Over the past two years, propane production has grown like crazy, and in several past blogs we’ve discussed the impact of those increased supplies on exports. That has been a very big deal for propane markets. But an equally significant development is the location of that production growth. Because much of the new propane supply is right next door to the two largest propane markets in the U.S. – the Northeast and the Midwest. Considering what happened to the propane market during the Polar Vortex winter of 2013-14 (shortages and price spikes), the importance of production growth near to demand cannot be overstated. It is very good news, both for the market in general and propane consumers in particular. Today we start a new series examining what has happened to propane supply and what it means to propane markets.
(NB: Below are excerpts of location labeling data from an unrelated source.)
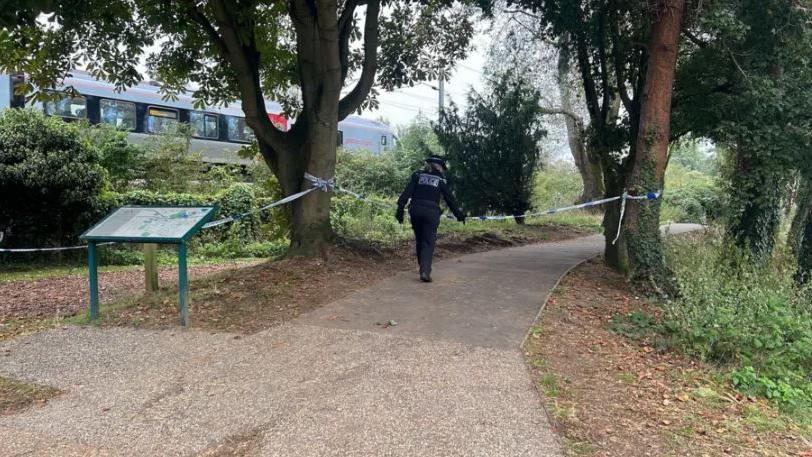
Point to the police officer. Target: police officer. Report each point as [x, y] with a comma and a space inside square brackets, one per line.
[424, 191]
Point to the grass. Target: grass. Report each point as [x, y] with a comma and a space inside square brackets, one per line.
[17, 395]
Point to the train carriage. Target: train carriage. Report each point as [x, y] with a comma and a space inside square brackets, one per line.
[217, 132]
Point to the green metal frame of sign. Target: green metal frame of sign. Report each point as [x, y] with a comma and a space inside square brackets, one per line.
[183, 277]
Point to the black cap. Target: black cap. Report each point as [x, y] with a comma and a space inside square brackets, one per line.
[438, 160]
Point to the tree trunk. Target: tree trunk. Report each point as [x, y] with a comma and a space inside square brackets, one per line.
[314, 150]
[803, 207]
[588, 166]
[805, 244]
[757, 206]
[615, 253]
[642, 224]
[311, 232]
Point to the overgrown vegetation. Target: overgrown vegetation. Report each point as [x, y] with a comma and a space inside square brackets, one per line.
[494, 147]
[745, 316]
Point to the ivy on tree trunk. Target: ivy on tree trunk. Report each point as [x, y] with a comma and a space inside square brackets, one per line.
[642, 222]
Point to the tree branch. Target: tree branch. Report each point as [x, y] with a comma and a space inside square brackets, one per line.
[345, 25]
[695, 39]
[617, 57]
[569, 113]
[590, 92]
[245, 63]
[353, 100]
[603, 66]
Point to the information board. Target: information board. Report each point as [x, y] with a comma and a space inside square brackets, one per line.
[150, 224]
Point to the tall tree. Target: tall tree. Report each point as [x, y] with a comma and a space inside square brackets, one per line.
[493, 147]
[522, 46]
[744, 82]
[301, 53]
[588, 164]
[651, 154]
[604, 37]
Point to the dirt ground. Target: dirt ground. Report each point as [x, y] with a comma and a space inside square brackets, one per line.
[239, 297]
[610, 395]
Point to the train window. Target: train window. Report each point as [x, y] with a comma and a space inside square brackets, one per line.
[158, 120]
[67, 106]
[117, 113]
[238, 130]
[203, 125]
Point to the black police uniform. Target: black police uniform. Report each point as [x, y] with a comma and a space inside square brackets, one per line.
[424, 190]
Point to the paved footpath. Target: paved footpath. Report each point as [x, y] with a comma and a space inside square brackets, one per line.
[448, 380]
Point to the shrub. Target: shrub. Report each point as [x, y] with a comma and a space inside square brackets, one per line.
[169, 164]
[122, 160]
[745, 316]
[51, 181]
[557, 185]
[494, 146]
[371, 219]
[362, 171]
[691, 196]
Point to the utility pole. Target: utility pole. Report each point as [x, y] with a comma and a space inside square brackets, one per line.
[441, 90]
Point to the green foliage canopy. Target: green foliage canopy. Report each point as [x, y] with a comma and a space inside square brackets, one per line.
[493, 147]
[51, 181]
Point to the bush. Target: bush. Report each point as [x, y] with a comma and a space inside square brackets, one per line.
[169, 164]
[747, 317]
[691, 196]
[557, 185]
[122, 160]
[371, 219]
[364, 172]
[494, 147]
[51, 181]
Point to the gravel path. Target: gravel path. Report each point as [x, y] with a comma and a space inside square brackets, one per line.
[344, 387]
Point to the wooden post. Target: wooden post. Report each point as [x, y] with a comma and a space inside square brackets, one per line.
[151, 267]
[183, 285]
[93, 278]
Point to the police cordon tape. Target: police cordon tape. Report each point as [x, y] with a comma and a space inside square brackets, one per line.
[326, 185]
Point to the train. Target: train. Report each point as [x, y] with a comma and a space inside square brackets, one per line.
[218, 132]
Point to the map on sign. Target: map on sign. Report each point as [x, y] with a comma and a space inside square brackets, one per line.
[146, 223]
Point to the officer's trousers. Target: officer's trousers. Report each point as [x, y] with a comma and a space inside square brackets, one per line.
[425, 220]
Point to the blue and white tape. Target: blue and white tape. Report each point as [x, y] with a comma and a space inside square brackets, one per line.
[324, 185]
[327, 185]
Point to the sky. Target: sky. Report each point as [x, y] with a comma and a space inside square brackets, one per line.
[401, 106]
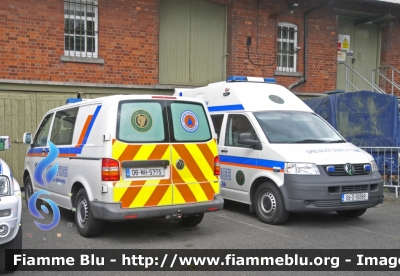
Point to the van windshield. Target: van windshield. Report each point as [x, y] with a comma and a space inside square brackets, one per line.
[296, 127]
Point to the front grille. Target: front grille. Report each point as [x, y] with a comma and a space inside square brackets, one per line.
[338, 202]
[340, 171]
[359, 188]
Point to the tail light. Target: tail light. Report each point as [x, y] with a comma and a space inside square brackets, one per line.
[109, 170]
[217, 168]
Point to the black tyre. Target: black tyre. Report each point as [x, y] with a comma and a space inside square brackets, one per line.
[191, 220]
[352, 213]
[269, 205]
[87, 225]
[28, 189]
[15, 244]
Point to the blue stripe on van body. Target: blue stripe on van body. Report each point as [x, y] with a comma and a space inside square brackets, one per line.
[252, 162]
[225, 107]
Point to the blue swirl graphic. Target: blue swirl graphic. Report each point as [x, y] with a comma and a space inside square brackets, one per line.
[47, 168]
[35, 212]
[44, 174]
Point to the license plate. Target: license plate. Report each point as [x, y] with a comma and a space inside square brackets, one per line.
[354, 197]
[141, 172]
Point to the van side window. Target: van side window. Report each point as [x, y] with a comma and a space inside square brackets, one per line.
[63, 126]
[42, 134]
[140, 121]
[237, 124]
[217, 122]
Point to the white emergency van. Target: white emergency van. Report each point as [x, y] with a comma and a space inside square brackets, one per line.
[126, 157]
[278, 156]
[10, 210]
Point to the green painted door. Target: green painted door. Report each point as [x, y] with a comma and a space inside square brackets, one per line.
[364, 41]
[192, 42]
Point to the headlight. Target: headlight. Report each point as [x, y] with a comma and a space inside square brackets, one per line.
[3, 230]
[5, 213]
[4, 186]
[301, 168]
[374, 167]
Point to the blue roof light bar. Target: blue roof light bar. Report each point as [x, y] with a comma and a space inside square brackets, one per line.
[249, 79]
[73, 100]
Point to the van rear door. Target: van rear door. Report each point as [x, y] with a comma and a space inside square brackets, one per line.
[143, 149]
[193, 153]
[166, 152]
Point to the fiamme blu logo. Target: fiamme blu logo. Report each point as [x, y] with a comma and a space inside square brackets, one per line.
[44, 173]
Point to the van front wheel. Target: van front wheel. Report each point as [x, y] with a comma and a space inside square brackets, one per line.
[269, 205]
[87, 225]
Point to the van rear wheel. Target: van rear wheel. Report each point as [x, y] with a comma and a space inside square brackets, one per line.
[28, 189]
[15, 244]
[352, 213]
[269, 205]
[87, 225]
[192, 220]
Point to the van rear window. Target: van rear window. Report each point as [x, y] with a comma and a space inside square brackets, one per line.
[189, 122]
[140, 121]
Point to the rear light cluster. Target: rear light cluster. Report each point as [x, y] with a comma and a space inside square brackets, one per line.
[217, 168]
[109, 170]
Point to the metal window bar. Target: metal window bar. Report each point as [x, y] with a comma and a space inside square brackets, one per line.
[286, 37]
[375, 87]
[79, 32]
[380, 74]
[387, 160]
[393, 70]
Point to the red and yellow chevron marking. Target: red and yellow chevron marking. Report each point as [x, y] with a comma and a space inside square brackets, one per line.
[196, 182]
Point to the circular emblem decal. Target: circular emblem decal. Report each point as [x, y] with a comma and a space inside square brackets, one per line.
[240, 177]
[189, 121]
[180, 164]
[276, 99]
[349, 168]
[141, 120]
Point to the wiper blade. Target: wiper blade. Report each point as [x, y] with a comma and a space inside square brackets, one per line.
[310, 141]
[337, 141]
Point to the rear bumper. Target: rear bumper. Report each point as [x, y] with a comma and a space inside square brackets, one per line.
[114, 212]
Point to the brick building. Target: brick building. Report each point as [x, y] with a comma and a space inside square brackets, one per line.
[54, 49]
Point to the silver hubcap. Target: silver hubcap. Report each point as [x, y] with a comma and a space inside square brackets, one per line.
[82, 212]
[28, 192]
[268, 203]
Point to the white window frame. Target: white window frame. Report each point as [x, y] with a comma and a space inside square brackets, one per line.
[83, 3]
[286, 52]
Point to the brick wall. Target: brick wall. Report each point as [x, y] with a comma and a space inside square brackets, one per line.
[32, 40]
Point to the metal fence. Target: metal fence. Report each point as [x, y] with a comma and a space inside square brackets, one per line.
[387, 160]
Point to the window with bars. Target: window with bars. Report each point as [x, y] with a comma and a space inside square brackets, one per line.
[81, 28]
[287, 47]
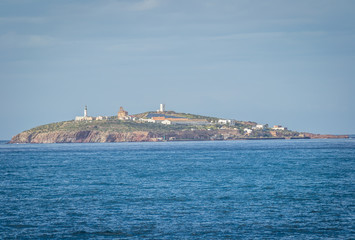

This blog and others to come in the series are based on an analysis recently completed by RBN for the Propane Education and Research Council (PERC). PERC is a unique organization, authorized by Congress in 1996 with the passage of the Propane Education and Research Act. PERC’s mission is to promote the safe and efficient use of propane, particularly the “odorized” variety used in residential, commercial, agricultural and transportation markets. A few months back PERC engaged RBN to assess market developments that could impact the prospects of disruptions similar to the one that occurred in the winter of 2013-14, and to suggest actions that could alleviate the risk of such market turmoil. That project was completed in August and with the permission of PERC, this blog series summarizes some of RBN’s analysis and conclusions.
In terms of what we like to call the ‘drill bit hydrocarbons’, propane is leading the pack on a number of fronts. First, with a 120% growth rate since 2008 (see Figure 1), propane production is up more than crude oil, natural gas, and has also grown faster than any of the other natural gas liquids (NGLs). And while there is a lot of talk about crude oil exports and development underway to export natural gas in the form of LNG, the world of exports has already embraced propane - to the tune of about half of all the propane produced in the United States. And even with exports at that level, propane inventories as of the end of August 2015 are well above all-time highs.